Engagement should also be complemented in a much more systematic way by voting at AGMs. A survey conducted by Dalriada, a provider of independent professional trustee services to UK pension funds, found only one-third of asset managers were able to provide details of how they used their influence through voting.7
Sachdev says there has been some improvement on climate-related voting, because of its momentum, public attention on the need for firms to transition, and public criticism of investors not using their voting rights. However, the same cannot yet be said for human rights.
Regulators must define good practice
Although engagement is a powerful tool, changes in regulation can also play a key role in making responsible practices mandatory and companies more accountable.
Until human rights become a mandatory responsibility, many companies will continue to ignore them
“We've given businesses a number of years now to improve voluntarily; in some cases, it has not worked,” says Borhaug. “Human rights can't be voluntary.

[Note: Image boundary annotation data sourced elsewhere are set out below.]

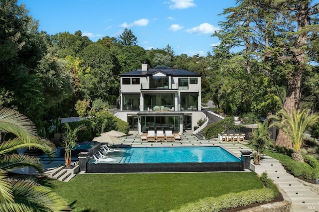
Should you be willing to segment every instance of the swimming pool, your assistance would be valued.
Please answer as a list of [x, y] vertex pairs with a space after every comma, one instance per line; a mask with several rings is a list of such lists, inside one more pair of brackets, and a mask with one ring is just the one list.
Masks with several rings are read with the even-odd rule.
[[220, 147], [137, 147], [126, 150], [119, 163], [203, 163], [240, 160]]
[[[80, 143], [78, 145], [76, 145], [73, 151], [71, 152], [72, 156], [77, 157], [78, 154], [82, 152], [87, 152], [89, 153], [89, 156], [92, 157], [94, 153], [100, 149], [101, 144], [96, 143], [92, 142], [85, 142]], [[64, 149], [60, 150], [60, 156], [64, 156], [65, 154]]]
[[116, 160], [87, 164], [87, 172], [242, 171], [243, 162], [221, 146], [133, 147], [110, 153]]

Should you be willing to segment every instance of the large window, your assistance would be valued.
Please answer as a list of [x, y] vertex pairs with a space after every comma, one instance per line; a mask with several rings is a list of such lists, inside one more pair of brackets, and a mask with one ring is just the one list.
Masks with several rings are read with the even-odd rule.
[[175, 105], [174, 94], [145, 94], [144, 110], [153, 109], [155, 106], [163, 106], [171, 109]]
[[142, 131], [172, 130], [179, 131], [179, 116], [142, 116]]
[[140, 94], [123, 94], [123, 110], [140, 109]]
[[178, 78], [178, 89], [188, 89], [188, 78]]
[[198, 94], [180, 94], [182, 110], [198, 110]]
[[140, 85], [140, 78], [132, 78], [132, 85]]
[[198, 83], [198, 80], [197, 77], [196, 78], [189, 78], [189, 84], [197, 84]]
[[168, 89], [168, 77], [150, 77], [150, 89]]
[[122, 78], [122, 84], [123, 85], [131, 85], [130, 78]]

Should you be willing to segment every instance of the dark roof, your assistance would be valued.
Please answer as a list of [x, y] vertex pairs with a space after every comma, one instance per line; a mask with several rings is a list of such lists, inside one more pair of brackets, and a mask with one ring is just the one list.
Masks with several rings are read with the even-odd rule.
[[160, 72], [166, 76], [172, 77], [201, 77], [202, 75], [197, 73], [192, 72], [184, 69], [172, 69], [167, 67], [156, 67], [154, 69], [148, 69], [147, 71], [142, 71], [141, 69], [127, 72], [119, 75], [121, 77], [141, 77], [152, 76], [154, 73]]

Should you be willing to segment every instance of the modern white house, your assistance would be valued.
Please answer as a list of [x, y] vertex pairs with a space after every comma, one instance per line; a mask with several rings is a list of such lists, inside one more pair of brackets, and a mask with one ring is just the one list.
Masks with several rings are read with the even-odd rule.
[[201, 74], [158, 67], [120, 74], [120, 111], [116, 116], [131, 130], [192, 130], [200, 118]]

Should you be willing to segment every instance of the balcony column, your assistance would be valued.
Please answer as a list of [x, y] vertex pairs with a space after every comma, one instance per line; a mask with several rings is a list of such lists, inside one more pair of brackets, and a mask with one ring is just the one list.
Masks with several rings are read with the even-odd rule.
[[140, 111], [144, 111], [144, 98], [142, 93], [140, 98]]
[[183, 116], [179, 115], [179, 132], [183, 133]]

That is the big weakness that needs to be addressed if we are to see progress.”
Until human rights become a mandatory responsibility, many companies will continue to ignore them, largely because it is cheaper to do so.
“One of the issues is that if one company does this properly it costs it money, whereas a company that closes its eyes to the issue possibly saves costs,” says Thomas Tayler, senior manager at Aviva Investors' Sustainable Finance Centre for Excellence.
Although human rights are recognised in international law, as well as in some local laws like the UK Modern Slavery Act, clear and time-bound targets for companies are lacking.
Setting targets requires nuance, adapting requirements to the key human rights risks facing each sector
“The CHRB results show some companies at the bottom that have not improved since the first benchmark in 2016,” says Borhaug. “If year after year companies are not improving, the only thing to do is raise the minimum standard.”
However, setting targets requires nuance, adapting requirements to the key human rights risks facing each sector. Ten years after the initial publication of its Guiding Principles on Business and Human Rights, the UN is launching a review to assess what has and hasn’t worked so far and to create an updated framework for the next ten years.
Holding companies to account
“We need governments to enforce legislation, ensuring there are legal avenues for remedies for workers,” says KnowTheChain’s Weber.
This is the case at a global level, where creating an ombudsperson would open avenues for redress, and at a country and regional level, where the Guiding Principles are translated into law.
A question remains on what will happen if companies don’t do enough to uncover human rights abuses in their supply chains
Following consultation by the EU on this and related governance issues at the end of 2020, Tayler says a question remains on what will happen if companies don’t do enough to uncover human rights abuses in their supply chains, or do find them and don't do enough to tackle them.
“Fines are ultimately borne by consumers and investors and don't necessarily change company behaviour, although of course there are cases where they are successful,” he says. “The key is to create jeopardy for the directors, who are the controlling mind of the company and hold the responsibility. Creating responsibility for directors could be more a effective sanction than litigation and fines alone.”